Los cooperativistas del Ofimático reclaman una solución antes de las elecciones
14 mar 2011 . Actualizado a las 11:27 h.Cuando formalizaron su entrada en Eirís Ofimático, una de las tres cooperativas que captaban socios para construir viviendas protegidas en la nueva urbanización a la entrada de la ciudad, Juan José García y su mujer esperaban su primer hijo. Hoy el pequeño tiene tres años y el matrimonio espera la segunda, pero los terrenos donde creían que se levantaría su primera vivienda en propiedad todavía están llenos de matorrales.
«Se están pasando la patata caliente entre el Ayuntamiento y la Xunta», explica Juan José, al que más que los retrasos en un proyecto que dormita desde hace dos décadas en el cajón de la Administración, lo que le preocupa es quedarse sin vivienda. Hace escasamente un mes, las 300 familias adheridas a las cooperativas se enteraron de que los terrenos que compraron hace dos años, y por los que ya adelantaron la mitad del precio, podrían ser devueltos a sus dueños originales, que pleitearon contra la Xunta y ganaron. «Yo no digo que no sean los dueños o que no tengan razón, pero creo que lo que quieren es presionar a la Xunta para que les indemnice en metálico», explica García.

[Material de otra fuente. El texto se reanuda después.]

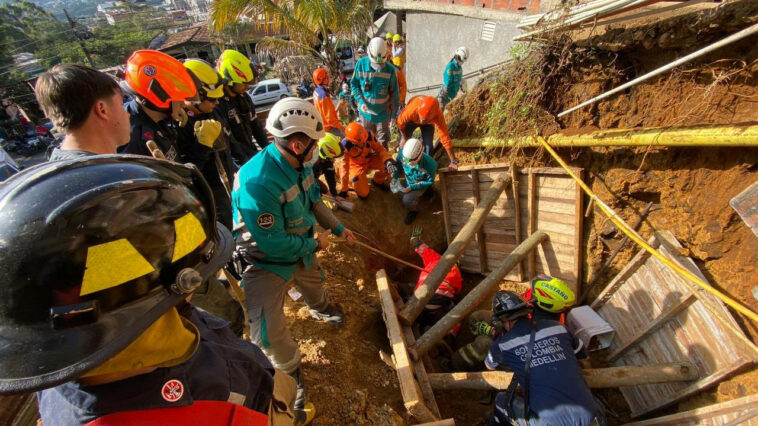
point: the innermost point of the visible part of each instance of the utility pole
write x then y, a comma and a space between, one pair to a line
79, 38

Por eso, urge al Gobierno gallego a que acelere el proceso de reversión y les aclare qué pasará con sus viviendas antes de las elecciones de mayo. «No están jugando solo con dinero, sino también con la vida de muchas personas», aclara Juan.
Ellos, como Laura Peñas, también socia de Eirís, viven de alquiler a la espera de recibir su vivienda. Laura, además del alquiler, tiene que hacer frente todos los meses al préstamo que solicitó para adelantar los 40.000 euros del primer pago por los terrenos. Apunta que se animó a comprar en el Ofimático «por el precio, porque con mi sueldo era de lo poco que me podía permitir en Coruña». Lo que la acabó de animar fueron las ayudas a la entrada y al pago mensual de la hipoteca que en ese momento estaban vigentes. Hoy, las dan casi por perdidas. «Nunca pensé que por la negligencia de los políticos pudiésemos perder el dinero de las ayudas», cuyo importe cifra entorno a los 10.000 euros por familia. «A lo mejor para otra persona no es dinero, pero para mí es muchísimo».
A Roberto Rivas, sin embargo, lo que lo atrajo al Ofimático fue «ver que por el medio estaban las administraciones, me dio más seguridad». Hoy, esas mismas administraciones son la diana de las críticas de los cooperativistas. «Parece una guerra de poder», zanja Rivas, uno de los últimos en acceder a Confuncovi, la cooperativa mayoritaria del Ofimático, donde pretendía invertir el dinero que su ex pareja le pagó por su parte en el piso que compartían. «Tengo cuatro años para invertirlo antes de que Hacienda me dé un palo», explica, para apuntar que si el conflicto se enquista, «me tendré que ir a una vivienda peor en otro sitio peor, pero donde al menos pueda vivir holgado». Tanto él como Laura y Juan José reconocen que en algún momento se han planteado recuperar el dinero y abandonar el proyecto, aunque sin renunciar a la indemnización que les corresponda. Son conscientes, eso sí, de que pleitear con la Xunta «será latoso» por la cascada de recursos que podría ejercer.
Entre la incertidumbre y la «asfixia económica» en la que aseguran moverse, los cooperativistas piden soluciones. Y rápido. Porque «nos están haciendo perder el dinero y la ilusión por el piso», zanja Laura.